In the light of this event, the European Parliament adopted a resolution in March 2019 about the rule of law and the fight against corruption in the EU, specifically in Malta and Slovakia, concerning the murders of Kuciak and Maltese journalist and anti-corruption activist Daphne Caruana Galizia.
In addition to the Kuciak murder, two cases of mysterious disappearances of investigative journalists were reported in Slovakia in 2008 and 2015.
According to Transparency International, Slovakia ranked 57th out of 180 countries in 2018 in the corruption perception index and according to Eurobarometer, 85% of Slovaks thought corruption was widespread.
In EU statistics, Slovakia ranks the highest in terms of misuse of EU funds and fraud. Due to scandals, the distrust of citizens in the police is above the European average and almost half of the population thinks that taking bribes is common in the police.
According to GRECO, efforts to prevent corruption in the government need urgent attention and an action plan targeting corruption risks specific to government work must be adopted.
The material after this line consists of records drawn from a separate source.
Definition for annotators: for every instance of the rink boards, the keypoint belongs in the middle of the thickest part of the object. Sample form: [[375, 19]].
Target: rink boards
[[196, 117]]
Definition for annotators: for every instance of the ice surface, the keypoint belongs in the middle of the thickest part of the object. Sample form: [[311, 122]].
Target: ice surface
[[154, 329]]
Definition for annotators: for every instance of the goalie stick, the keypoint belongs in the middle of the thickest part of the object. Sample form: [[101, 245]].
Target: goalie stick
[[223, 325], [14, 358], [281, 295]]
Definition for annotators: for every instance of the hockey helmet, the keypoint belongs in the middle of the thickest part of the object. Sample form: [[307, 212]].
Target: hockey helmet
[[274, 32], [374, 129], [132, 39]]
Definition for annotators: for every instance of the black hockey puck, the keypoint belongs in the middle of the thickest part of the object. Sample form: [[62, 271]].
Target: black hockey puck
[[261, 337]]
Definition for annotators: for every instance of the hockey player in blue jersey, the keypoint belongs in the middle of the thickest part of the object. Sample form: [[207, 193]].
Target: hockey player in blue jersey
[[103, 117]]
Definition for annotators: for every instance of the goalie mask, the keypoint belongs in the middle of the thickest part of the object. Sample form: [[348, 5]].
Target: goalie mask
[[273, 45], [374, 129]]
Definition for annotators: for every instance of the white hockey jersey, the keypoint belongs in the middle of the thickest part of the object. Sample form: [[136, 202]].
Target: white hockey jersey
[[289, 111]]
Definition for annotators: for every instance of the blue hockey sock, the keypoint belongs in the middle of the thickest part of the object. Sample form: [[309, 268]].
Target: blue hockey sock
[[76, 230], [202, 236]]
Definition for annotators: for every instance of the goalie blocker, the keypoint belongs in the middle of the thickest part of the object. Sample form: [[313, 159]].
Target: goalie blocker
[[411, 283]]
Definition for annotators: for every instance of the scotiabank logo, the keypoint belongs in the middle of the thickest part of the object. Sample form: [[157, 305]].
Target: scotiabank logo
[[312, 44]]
The clear integrity standards and rules for ministers, secretaries, political advisers and senior officials should be laid down.
The transparency of top officials persons in the government must be bolstered to raise accountability to the people.
“Contacts with lobbyists should be put on record and published; all gifts should be duly registered and made public; and more detailed information should be made available to the public concerning asset and interest declarations,” the report suggested.